Dick and I travelled in a fifteen-foot wooden canoe, with grub, duffel, tent, and Deuce, the black-and-white setter dog. As a consequence we were pretty well down toward the water-line, for we had not realized that a wooden canoe would carry so little weight for its length in comparison with a birch-bark. A good heavy sea we could ride--with proper management and a little baling; but sloppy waves kept us busy.
Deuce did not like it at all. He was a dog old in the wisdom of experience. It had taken him just twenty minutes to learn all about canoes. After a single tentative trial he jumped lightly to the very centre of his place, with the lithe caution of a cat. Then if the water happened to be smooth, he would sit gravely on his haunches, or would rest his chin on the gunwale to contemplate the passing landscape. But in rough weather he crouched directly over the keel, his nose between his paws, and tried not to dodge when the cold water dashed in on him. Deuce was a true woodsman in that respect. Discomfort he always bore with equanimity, and he must often have been very cold and very cramped.
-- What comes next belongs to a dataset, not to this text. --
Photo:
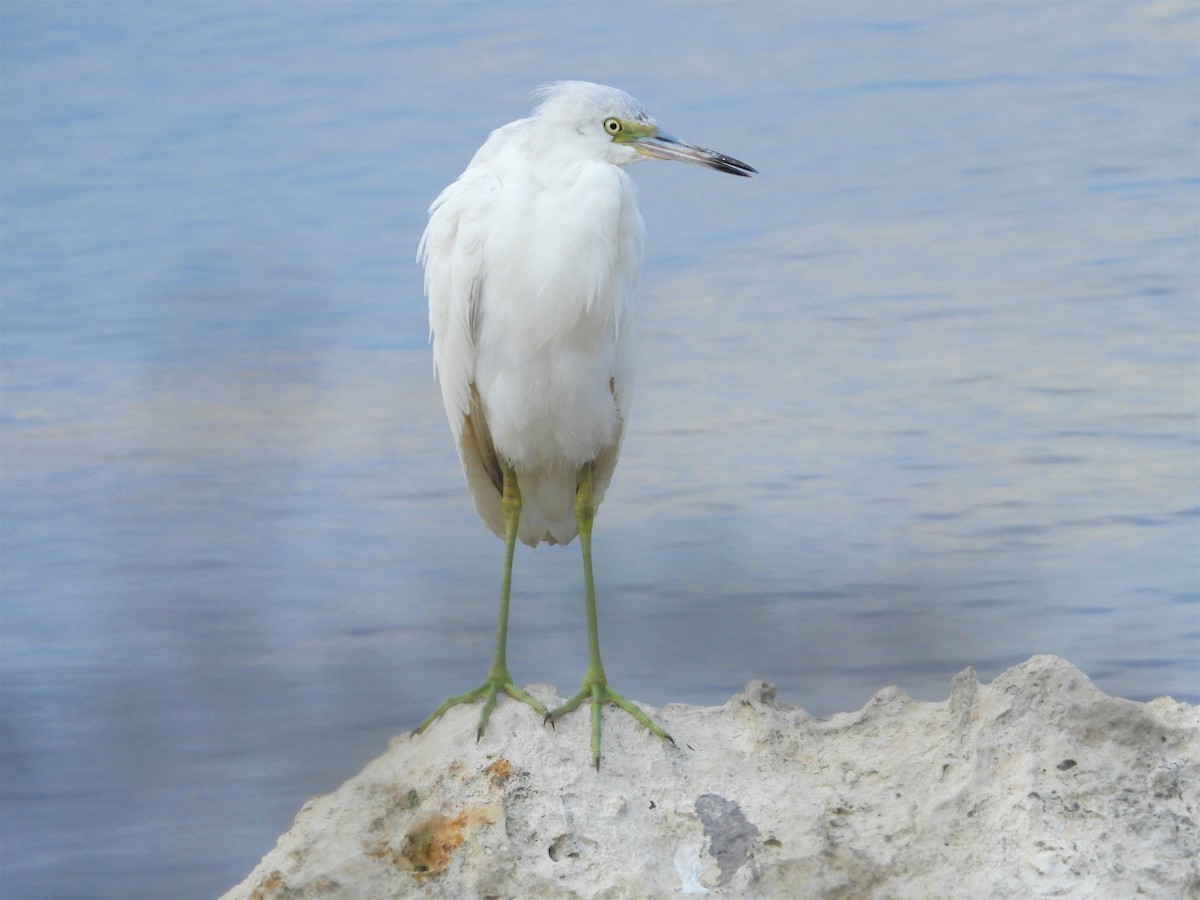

For just over a week we had been travelling in open water, and the elements had not been kind to us at all. We had crept up under rock-cliff points; had weathered the rips of white water to shelter on the other side; had struggled across open spaces where each wave was singly a problem to fail in whose solution meant instant swamping; had baled, and schemed, and figured, and carried, and sworn, and tried again, and succeeded with about two cupfuls to spare, until we as well as Deuce had grown a little tired of it. For the lust of travel was on us.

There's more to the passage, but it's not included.